Shopping Consumerism Merchants of Cool More than all cohorts in the past, contemporary teenagers and youth are not free to produce a genuine culture for their own. Rather, their expectations and desires are rigorously studied by marketers, hyperbolized and sold back to them in a diabolical response circle. The present day teenagers and youth are independent and have money; their lives are the center of attention by the cooperate America. That is the principle of the PBS Frontline documentary “ The Merchants of Cool”, which makes an alarmingly undeniable case for the alteration of teenage culture by its immense commercialization.
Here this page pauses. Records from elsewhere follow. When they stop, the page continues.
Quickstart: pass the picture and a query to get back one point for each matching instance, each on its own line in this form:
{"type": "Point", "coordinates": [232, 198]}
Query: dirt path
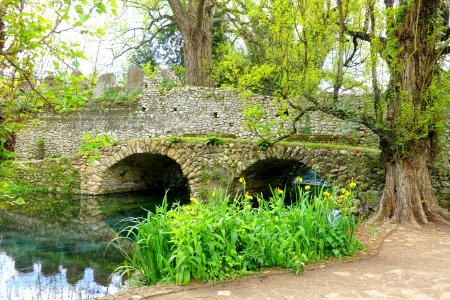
{"type": "Point", "coordinates": [407, 264]}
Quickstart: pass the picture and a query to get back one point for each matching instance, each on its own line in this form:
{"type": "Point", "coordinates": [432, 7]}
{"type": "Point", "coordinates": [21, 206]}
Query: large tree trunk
{"type": "Point", "coordinates": [409, 151]}
{"type": "Point", "coordinates": [408, 195]}
{"type": "Point", "coordinates": [195, 22]}
{"type": "Point", "coordinates": [198, 58]}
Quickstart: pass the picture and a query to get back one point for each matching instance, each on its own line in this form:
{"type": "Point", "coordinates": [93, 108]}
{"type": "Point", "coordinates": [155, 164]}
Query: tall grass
{"type": "Point", "coordinates": [225, 237]}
This film discovers the contemporary teenagers’ culture and their standpoints on themselves and their parents. In order to target the teenagers, companies explore the teenager’s tastes and preferences, perspectives, and their aspirations to identify what they desire. Needless to say, as according to the film “ Merchants of Cool”, companies survey the symbiotic association between the present day teenagers and the media, as they depend on the other for their identity (Merchants of Cool, 2001).
Marketing happens to all people at all time, and no individual is invulnerable from its influence and free from its reach (Ewen, 1976, p. 36). The absolute size and purchasing power of the contemporary teenagers creates a windfall of inexorably insistent brand messaging that is both omnipresent and goes to extraordinary lengths to hold on to the most significant canon in convincing this demographic segment. The “ Merchants of Cool” notes that teenagers are the hottest demographic in United States.
Marketing to the youth is a challenging task and not as easy as it sounds. Marketers have to seek ways to seem real: authentic to the lives and perspectives of teens and to be cool to themselves (Ewen, 1976, p. 1118). In essence, they seek the next trendy thing and have implemented approximately anthropological strategy to examine the youth and their every move. Ewen (1976, p. 124) notes that the creation of a fancied desire is significant to the contemporary marketer. The youths have the need to experience self-conscious perspective and a marketer should focus on this. A marketer can identify this need through examining the youths’ behavior and ways of life (Ewen, 1976, p. 128).
The “ Merchants of Cool” (2001) delineates a response circle in which marketers carry out comprehensive ethnographic studies of teens to identify what’s fashionable, and then augment it and nosh it back to them through media managed by fewer hands. Eventually, this not only impacts but also generates the culture it is examining. Mark Crispin Miller asserts that what this system does is to study the teenagers and keep them under observation to identify what will push their buttons and dins back to them persistently and ubiquitously. In addition, Rushkoff denotes that this system is “ one enclosed feedback loop”. For instance, MTV was for long identified as the trendsetter of teen cool. To counteract this, MTV started an outstanding teen study campaign by visiting the teens at home to identify their interests and examine their lives.
This “ Merchants of Cool” film introduces viewers to the “ mook”, and the “ midriff”, the characters that MTV and other companies have resolved to use in order to attract the teenagers. The “ midriff” represents the character hurled to the teenage girls (Merchants of Cool, 2001). This is the highly sexualized and world fatigued pervert character that is highly used in other television films. On the other hand, the “ mook” represents the male teenage typified by his rude and immature behavior. In order to attract the teenagers, the companies have to appeal to the two characters such as MTV who generated programs such as spring break’ in order to appeal to the “ mook”. This is in line with Horkheimer and Adorno’s concept of the culture industry where an individual is an illusion manipulated by authority.
Works Cited
Ewen, Stuart. Captains of Consciousness: Advertising and the Social Roots of the Consumer Culture. New York: McGraw-Hill, 1976. Print.
Merchant of Cool. ” Merchants of Cool.” PBS: Public Broadcasting Service. N. p., 2001. Web. 28 Oct. 2012.